Attorney General William Barr has scheduled a news conference for 9:30 a.m. before the release of Mueller’s report. He released a four-page summary of the report’s key conclusions in March.

Speaker of the House Nancy Pelosi and Senate Minority Leader Chuck Schumer said in a joint statement that Barr’s handling of the report has caused a “crisis of confidence.” Restoring the public’s trust in the integrity of the probe into possible connections between Russia and President Donald Trump’s campaign requires testimony by Mueller as soon as possible, they said.

“Attorney General Barr’s regrettably partisan handling of the Mueller report, including his slanted March 24th summary letter, his irresponsible testimony before Congress last week, and his indefensible plan to spin the report in a press conference later this morning — hours before he allows the public or Congress to see it — have resulted in a crisis of confidence in his independence and impartiality,” the statement reads.

“We believe the only way to begin restoring public trust in the handling of the Special Counsel’s investigation is for Special Counsel Mueller himself to provide public testimony in the House and Senate as soon as possible. The American people deserve to hear the truth.”

Trump continued his assault on the Mueller investigation Thursday morning, calling it “PRESIDENTIAL HARASSMENT!”

House Judiciary Committee Chairman Jerrold Nadler said Wednesday that Barr’s office told him the report would be released at 11 a.m. or noon after his news conference.

Democratic committee leaders in the House called the news conference “inappropriate” and said it seemed designed to shape public perceptions of the investigation before the report is released.
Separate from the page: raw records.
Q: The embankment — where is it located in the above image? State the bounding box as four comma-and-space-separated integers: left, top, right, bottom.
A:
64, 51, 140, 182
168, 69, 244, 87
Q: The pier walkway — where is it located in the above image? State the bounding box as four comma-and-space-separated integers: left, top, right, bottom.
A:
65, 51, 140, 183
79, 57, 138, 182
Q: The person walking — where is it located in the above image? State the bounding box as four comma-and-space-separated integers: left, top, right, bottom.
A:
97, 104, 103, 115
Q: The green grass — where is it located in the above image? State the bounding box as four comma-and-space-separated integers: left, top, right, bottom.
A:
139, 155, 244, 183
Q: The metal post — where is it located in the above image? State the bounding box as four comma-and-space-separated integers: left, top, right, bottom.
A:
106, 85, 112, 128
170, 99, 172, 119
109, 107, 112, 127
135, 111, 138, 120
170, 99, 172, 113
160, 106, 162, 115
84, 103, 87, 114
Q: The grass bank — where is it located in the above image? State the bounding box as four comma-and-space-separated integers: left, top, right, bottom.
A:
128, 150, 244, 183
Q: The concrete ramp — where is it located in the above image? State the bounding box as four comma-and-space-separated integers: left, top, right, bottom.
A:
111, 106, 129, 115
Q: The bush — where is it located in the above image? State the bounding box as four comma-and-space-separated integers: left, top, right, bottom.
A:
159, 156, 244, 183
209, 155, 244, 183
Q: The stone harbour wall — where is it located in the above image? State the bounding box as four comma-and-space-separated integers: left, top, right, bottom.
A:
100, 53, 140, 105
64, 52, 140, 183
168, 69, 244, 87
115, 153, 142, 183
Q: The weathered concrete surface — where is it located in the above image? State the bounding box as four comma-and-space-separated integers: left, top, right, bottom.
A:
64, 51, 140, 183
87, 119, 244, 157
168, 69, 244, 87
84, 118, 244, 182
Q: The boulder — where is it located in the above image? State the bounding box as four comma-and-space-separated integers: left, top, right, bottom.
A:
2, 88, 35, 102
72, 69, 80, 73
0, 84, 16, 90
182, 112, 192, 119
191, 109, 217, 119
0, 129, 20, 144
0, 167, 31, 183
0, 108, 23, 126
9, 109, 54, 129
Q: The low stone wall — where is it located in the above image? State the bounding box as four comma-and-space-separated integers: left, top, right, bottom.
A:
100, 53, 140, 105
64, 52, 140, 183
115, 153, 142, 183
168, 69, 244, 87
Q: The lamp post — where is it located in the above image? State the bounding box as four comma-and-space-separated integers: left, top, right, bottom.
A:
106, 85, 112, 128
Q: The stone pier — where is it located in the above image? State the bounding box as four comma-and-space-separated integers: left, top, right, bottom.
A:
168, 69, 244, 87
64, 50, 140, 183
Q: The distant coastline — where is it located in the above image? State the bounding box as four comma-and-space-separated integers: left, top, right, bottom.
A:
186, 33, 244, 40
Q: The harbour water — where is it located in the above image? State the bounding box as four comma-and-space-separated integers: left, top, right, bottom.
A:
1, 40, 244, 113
They called on Barr to cancel it.

The committee leaders — Nadler, Intelligence Committee Chairman Adam B. Schiff, Oversight Committee Chairman Elijah Cummings, Financial Services Committee Chairwoman Maxine Waters, and Foreign Affairs Committee Chairman Eliot L. Engel — also raised concerns about news reports that the Department of Justice briefed the White House counsel on what to expect in the report as it prepared its rebuttal.

“These new actions by the Attorney General reinforce our concern that he is acting to protect President Trump,” they said.

Nadler called the reports “deeply troubling.”

Over the scope of the investigation by Mueller’s team, convictions or indictments were issued against Trump’s former national security adviser, Michael Flynn, former campaign manager, Paul Manafort, and former personal lawyer Michael Cohen.

But Republicans took a victory lap when Barr released a summary of the investigation in March without new indictments being handed down. Democrats have in the intervening weeks cast doubt on the credibility and completeness of Barr’s summary. 

Trump has repeatedly since the release of Barr’s memo that it proves there was no collusion between his campaign and the Russians and that no one in his campaign or White House administration had tried to obstruct Mueller’s investigation.

Barr testified in front of House and Senate committees last week.